Thursday, July 16, 2009

A BRIEF HISTORY

I have been working on a history of the farm and gardens for the past few months and thought, this month, i would share a bit of it with you. For those of you unfamiliar with Bucks County, we are a place unusually rich in American history, having been settled in the 17th Century by immigrants from Europe even in advance of the arrival of William Penn in 1682. Our little town, Wrightstown, was first incorporated in 1692 and, by 1787, was a flourishing little township of 4 peaceable hamlets, 364 inhabitants, and 58 handsome, stone dwellings.



Ours, situated in a little valley about a mile east of Wrightstown center, was begun by William Warner, one of Wrightstown’s earliest settlers, who purchased the land from William Penn in 1690, but is believed to have immigrated from Blockley in England, where he was a captain in the service of Oliver Cromwell, as early as 1658. William was a member of the first assembly of Pennsylvania, and both the local deputy sheriff and justice of the peace. Although a primitive timber dwelling clearly existed prior to the present stone one, the earliest part of our house, a modest stone cabin: one room up, one down, was completed in 1723.
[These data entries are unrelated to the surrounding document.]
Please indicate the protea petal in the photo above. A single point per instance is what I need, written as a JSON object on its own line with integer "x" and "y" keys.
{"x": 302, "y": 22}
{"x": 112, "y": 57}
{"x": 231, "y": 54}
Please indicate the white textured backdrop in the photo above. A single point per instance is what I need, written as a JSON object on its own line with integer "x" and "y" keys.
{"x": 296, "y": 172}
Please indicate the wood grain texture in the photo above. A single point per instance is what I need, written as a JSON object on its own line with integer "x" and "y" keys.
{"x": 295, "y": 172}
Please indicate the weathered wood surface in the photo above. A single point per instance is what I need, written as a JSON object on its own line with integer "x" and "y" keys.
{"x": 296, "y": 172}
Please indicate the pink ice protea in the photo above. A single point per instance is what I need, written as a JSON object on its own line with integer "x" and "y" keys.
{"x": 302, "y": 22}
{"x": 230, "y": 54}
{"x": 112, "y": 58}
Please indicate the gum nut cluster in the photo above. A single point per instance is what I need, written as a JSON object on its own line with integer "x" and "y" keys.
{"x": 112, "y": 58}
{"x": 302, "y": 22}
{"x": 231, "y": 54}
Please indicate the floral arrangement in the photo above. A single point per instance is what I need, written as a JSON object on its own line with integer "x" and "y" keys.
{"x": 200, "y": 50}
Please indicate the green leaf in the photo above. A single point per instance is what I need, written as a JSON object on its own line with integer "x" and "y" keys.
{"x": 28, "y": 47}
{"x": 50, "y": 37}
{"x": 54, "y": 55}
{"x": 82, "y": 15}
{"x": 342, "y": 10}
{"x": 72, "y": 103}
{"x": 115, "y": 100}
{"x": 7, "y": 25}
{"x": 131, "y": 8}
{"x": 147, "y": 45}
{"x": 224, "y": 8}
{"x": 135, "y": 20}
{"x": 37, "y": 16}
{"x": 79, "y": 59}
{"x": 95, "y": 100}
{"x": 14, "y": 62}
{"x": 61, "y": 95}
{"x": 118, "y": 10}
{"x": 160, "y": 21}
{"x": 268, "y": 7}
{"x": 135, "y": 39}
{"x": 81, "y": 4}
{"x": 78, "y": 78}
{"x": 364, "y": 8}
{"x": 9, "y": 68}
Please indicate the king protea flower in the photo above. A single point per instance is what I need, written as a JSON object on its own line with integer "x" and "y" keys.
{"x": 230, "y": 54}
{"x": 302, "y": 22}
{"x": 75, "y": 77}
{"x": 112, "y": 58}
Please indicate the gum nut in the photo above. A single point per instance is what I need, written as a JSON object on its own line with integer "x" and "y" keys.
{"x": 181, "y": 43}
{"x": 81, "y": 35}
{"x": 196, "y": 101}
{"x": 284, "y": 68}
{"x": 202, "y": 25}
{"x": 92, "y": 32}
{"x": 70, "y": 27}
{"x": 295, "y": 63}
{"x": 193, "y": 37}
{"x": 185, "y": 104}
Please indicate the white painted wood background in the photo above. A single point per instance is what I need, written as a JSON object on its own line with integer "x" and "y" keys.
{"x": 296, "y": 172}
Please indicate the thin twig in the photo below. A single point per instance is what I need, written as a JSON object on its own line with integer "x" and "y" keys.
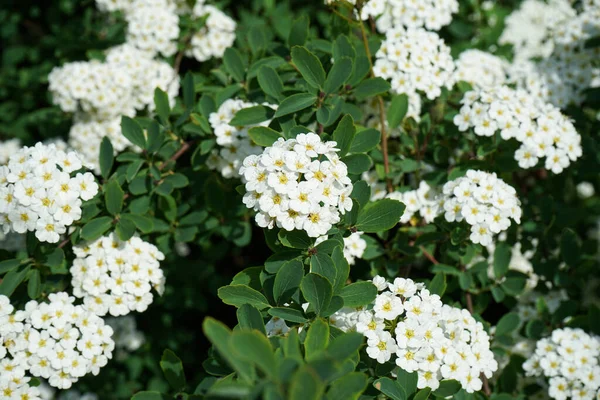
{"x": 382, "y": 118}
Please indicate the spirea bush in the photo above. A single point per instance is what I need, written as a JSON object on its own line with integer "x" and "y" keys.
{"x": 328, "y": 199}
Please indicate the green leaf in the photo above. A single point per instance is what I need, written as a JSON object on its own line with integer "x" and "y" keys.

The second section of the house was built in 1746 by David Daws, the Wrightstown Quaker minister, who purchased 115 acres of William Warner’s tract, including the rudimentary house. This section was approximately twice as big as the earlier one, with a real second floor and attic, wide plank floors, and ammunition drawers under the north and south facing windows. Tragically, David Daws died a brief two years later, thereupon leaving the property to his daughter Elizabeth, who subsequently married John Warner, the boy next door and grandson of William, happily reuniting the parcels and reestablishing the original Warner acreage. By 1770, the recombined property was a substantial holding of 300 acres known locally as “Warnerland”.
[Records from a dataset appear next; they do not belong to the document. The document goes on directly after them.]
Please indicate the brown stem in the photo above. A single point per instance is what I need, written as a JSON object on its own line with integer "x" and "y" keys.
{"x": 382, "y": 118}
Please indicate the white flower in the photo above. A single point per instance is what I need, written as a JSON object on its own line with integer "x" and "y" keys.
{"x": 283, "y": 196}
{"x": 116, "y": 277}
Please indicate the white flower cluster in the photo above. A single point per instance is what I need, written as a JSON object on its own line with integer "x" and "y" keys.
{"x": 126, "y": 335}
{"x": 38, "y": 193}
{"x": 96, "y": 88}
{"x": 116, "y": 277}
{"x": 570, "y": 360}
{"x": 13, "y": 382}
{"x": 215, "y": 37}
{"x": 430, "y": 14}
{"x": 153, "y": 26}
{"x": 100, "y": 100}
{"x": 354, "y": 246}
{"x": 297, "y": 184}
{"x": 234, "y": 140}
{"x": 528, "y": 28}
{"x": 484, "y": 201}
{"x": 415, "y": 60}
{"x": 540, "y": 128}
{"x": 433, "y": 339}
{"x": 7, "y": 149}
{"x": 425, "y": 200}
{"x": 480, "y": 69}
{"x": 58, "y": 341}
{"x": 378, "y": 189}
In 1793, when the end of the American Revolution had restored peace and prosperity to the region, Isaiah Warner, son of John and Elizabeth, built the third and final section of the house. It is a courtly box of a stone dwelling, joined to the others like the biggest block in a row of three, with impressive cornerstones and a fine paneled parlor stained “original blue” with essence of blueberry. The "Isaiah Warner House" was added to the National Register of Historic Places in 2004.



It was in the 19th Century that the Warners married into the local Thompson family, who had established one of the first, big grain mills on nearby Pidcock Creek in the hamlet of Wycombe. It was then that the road from house to mill was named “Thompson’s Mill Road”. The amalgamated Warner/Thompson clan ran the mill in Wycombe and farmed their property right into the 20th Century, their cleared acreage being given over to dairy herds and corn.



Around 1860, when the prosperity signaling the end of the Civil War again revitalized the region, two immense dairy barns were constructed on the farm, then outbuildings for storing the milk, carriage and equipment sheds, and a corncrib for the storage of winter sustenance for the herds. At the back of the house, across little Fire Creek, a small holding pond was built to keep the big canisters of milk cool in hot weather, as well as a stone icehouse.



And so the family of farmers and millers and devote Quakers of sound fortune prospered until 1918, when the last of the Warners to inhabit the property was forced to sell the historic homestead. By 1933, as the Great Depression tore through the solvency of the district, the fortunes of "Warnerland" hit rock bottom, and the property, by then so derelict it was known locally as “Skunk Hollow”, was sold at sheriff’s sale for $370.91. The former Warner seat continued its slow, poignant decline into disrepair, until 1980, when, by then reduced to a scant 15 acres, we, guided by what was surely blind providence, chanced upon it.



We began the resuscitation of the farm, the initiation of the gardens,and the acquisition of what now constitutes 100 of "Warnerland's" original 300 acres that same year. And the rest, as they say, is history.